We built experiments to verify that our new router was selecting the correct function and passing the right arguments. We also ran experiments to ensure each new function was performing as expected. This data-driven, iterative approach has been game-changing for us, allowing us to refine our product based on real insights and confidently validate changes before release.

Automating with CI/CD Pipelines

To streamline this process further, we automated our evaluation workflow using a CI/CD pipeline with Git actions. We wrote experiment scripts for both the router and skills tests and added a workflow file to our repo. Now, every time a push is made to the AI Search code directory, these experiments run automatically. Just like any other Git check, the experiment will either pass or fail. If the mean score of the evaluators is below 0.7, the check fails.

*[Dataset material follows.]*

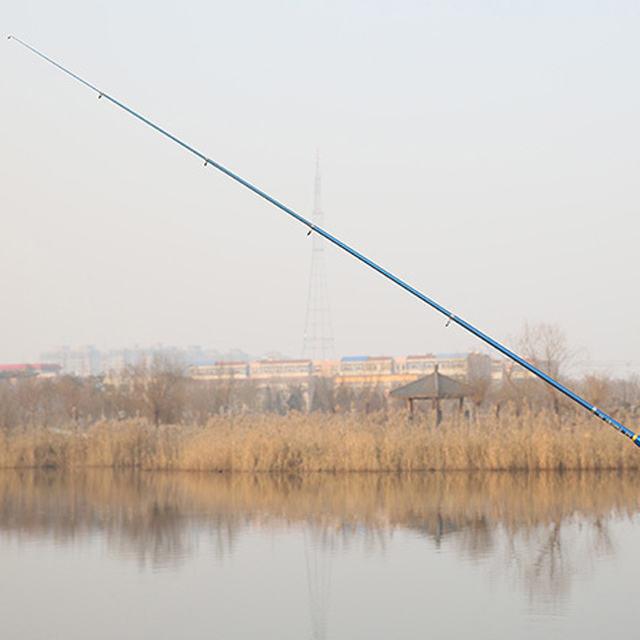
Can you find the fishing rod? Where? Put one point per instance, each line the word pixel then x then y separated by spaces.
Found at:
pixel 451 317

This automated setup gives us confidence that any change we make can be tested thoroughly and with minimal manual effort. We plan to implement experiments across all our skills to ensure we understand the impact of every change we make.

Continuous Monitoring and Troubleshooting

The evaluators we built for our experiments are also used as evals running in production via online jobs. This means we have continuous coverage—both during iteration and once a skill is live. If a skill starts to underperform, we typically notice an increase in failed evals. When that happens, we filter by the skill or trace type, dig into the traces, and begin troubleshooting.

The process is straightforward: once we identify an issue—whether with the prompt or function—we go directly from a trace to the Prompt Playground. The Playground is automatically loaded with the prompt template and variables, allowing us to quickly make edits and test if we can resolve the problem. If we have a dataset of problematic traces, we can load it into the Playground to test the new prompt across all examples, ensuring we’ve addressed the issue.

If the problem is with function calling, the Playground helps here too. We can load our router prompt and tool definitions, adjust them as needed, and test the router’s ability to call the correct function with the right arguments. Being able to replicate our exact environment within the Playground gives us confidence in the changes we make before pushing them to production.

Bringing It All Together: Code, Commit, Iterate

Once we’ve run our tests and are satisfied with the results, we commit the code, kicking off the entire process we’ve outlined. From Phoenix traces and Arize dashboards to experiments and the Prompt Playground, these tools allow us to continuously iterate, improve, and refine Copilot. Without them, we couldn’t operate with the same level of confidence or velocity.

Development isn’t a linear process. We use these workflows as essential parts of both development and production, constantly looking for ways to improve the user experience. By sharing these workflows, we hope to inspire you to take a similar approach in your own development processes.